There are two princes buried here, the minister said, both named John and both died very young. This is why no prince in England is given the name John. They are on the east side of the church. And he showed me around the corner. There was little John, who lived for one day in April 1871. He was directly under the stained glass window. His pink granite looked so new I thought it must be refurbished. The minister understood my suspicion. That stone wears well, he said. It could be original.
Like he was buried yesterday, I said. One day old, that’s what keeps your headstone new.
I thought of the little teddy bears many of the soldiers carried in a tunic breast pocket, the head of the little bear staring up. I had visited a museum in Toronto that was full of these bears. They were given by loved ones and when the soldier peered down, he had a loving, loyal face staring right up at him. In an adjoining gallery, after the bears, was the shock of
a colourful, praying Hitler. He is kneeling and gazing up at Christ.

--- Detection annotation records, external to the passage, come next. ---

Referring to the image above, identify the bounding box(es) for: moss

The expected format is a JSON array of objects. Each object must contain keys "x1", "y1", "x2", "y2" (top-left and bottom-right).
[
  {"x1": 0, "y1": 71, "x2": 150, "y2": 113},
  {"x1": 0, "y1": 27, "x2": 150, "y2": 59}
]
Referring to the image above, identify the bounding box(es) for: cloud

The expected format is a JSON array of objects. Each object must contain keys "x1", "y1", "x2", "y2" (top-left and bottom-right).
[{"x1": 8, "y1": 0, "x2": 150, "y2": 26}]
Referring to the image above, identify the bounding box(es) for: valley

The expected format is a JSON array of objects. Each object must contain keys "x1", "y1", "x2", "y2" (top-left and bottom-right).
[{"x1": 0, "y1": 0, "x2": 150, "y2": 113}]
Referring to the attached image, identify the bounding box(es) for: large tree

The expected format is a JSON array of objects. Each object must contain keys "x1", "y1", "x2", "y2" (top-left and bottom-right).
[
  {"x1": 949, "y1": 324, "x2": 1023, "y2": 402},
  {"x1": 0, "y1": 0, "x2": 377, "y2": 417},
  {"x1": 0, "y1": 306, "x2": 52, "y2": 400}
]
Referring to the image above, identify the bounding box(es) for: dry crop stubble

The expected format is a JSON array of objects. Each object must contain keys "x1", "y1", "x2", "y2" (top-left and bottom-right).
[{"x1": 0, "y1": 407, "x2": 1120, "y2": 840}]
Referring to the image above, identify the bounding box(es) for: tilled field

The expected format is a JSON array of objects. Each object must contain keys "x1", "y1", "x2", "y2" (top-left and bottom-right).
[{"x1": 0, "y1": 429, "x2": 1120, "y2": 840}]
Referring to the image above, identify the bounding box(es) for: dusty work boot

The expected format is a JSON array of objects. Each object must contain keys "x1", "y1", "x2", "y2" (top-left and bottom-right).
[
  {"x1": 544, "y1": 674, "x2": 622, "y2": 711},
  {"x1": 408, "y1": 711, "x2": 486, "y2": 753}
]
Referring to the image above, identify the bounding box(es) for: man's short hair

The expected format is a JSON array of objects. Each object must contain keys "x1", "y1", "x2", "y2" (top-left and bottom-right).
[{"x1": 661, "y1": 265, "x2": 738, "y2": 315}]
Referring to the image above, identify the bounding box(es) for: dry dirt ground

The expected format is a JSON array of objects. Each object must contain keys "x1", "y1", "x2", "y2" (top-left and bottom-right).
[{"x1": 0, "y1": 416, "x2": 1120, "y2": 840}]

That is what happens in a graveyard, too. We look to heaven, waiting for a visitor to peer down on us. It is a
terrible punishment to be buried staring at the earth, not facing the sky.
Against the church wall there grew tall purple-and-white foxglove. And next to the one-day-old John was the John I was looking for:
JOHN CHARLES FRANCIS
FIFTH SON OF
KING GEORGE V AND QUEEN MARY
BORN JULY
12, 1905
DIED JANUARY
18, 1919
The gravestone had a Celtic design.
And in thy kingdom he shall have rest.
This Prince John, this boy of fourteen, had died the night before the investiture of Tommy Ricketts. Prince John took things literally. He was told, after the death of his grandfather Edward VII, that dead people “went on the wind.” Days later little John was seen collecting leaves.
What are you doing? someone asked.
Collecting grandpa’s pieces.
He had a fit early in the morning and died late that night. The family mourned and then the next day the King bestowed upon Tommy Ricketts the Victoria Cross. It must have been awkward for the King, to see this young man who had signed up at fifteen. To see this beautiful
young soldier awarded the highest honour of valour, while in a room not far off his own son lay dead.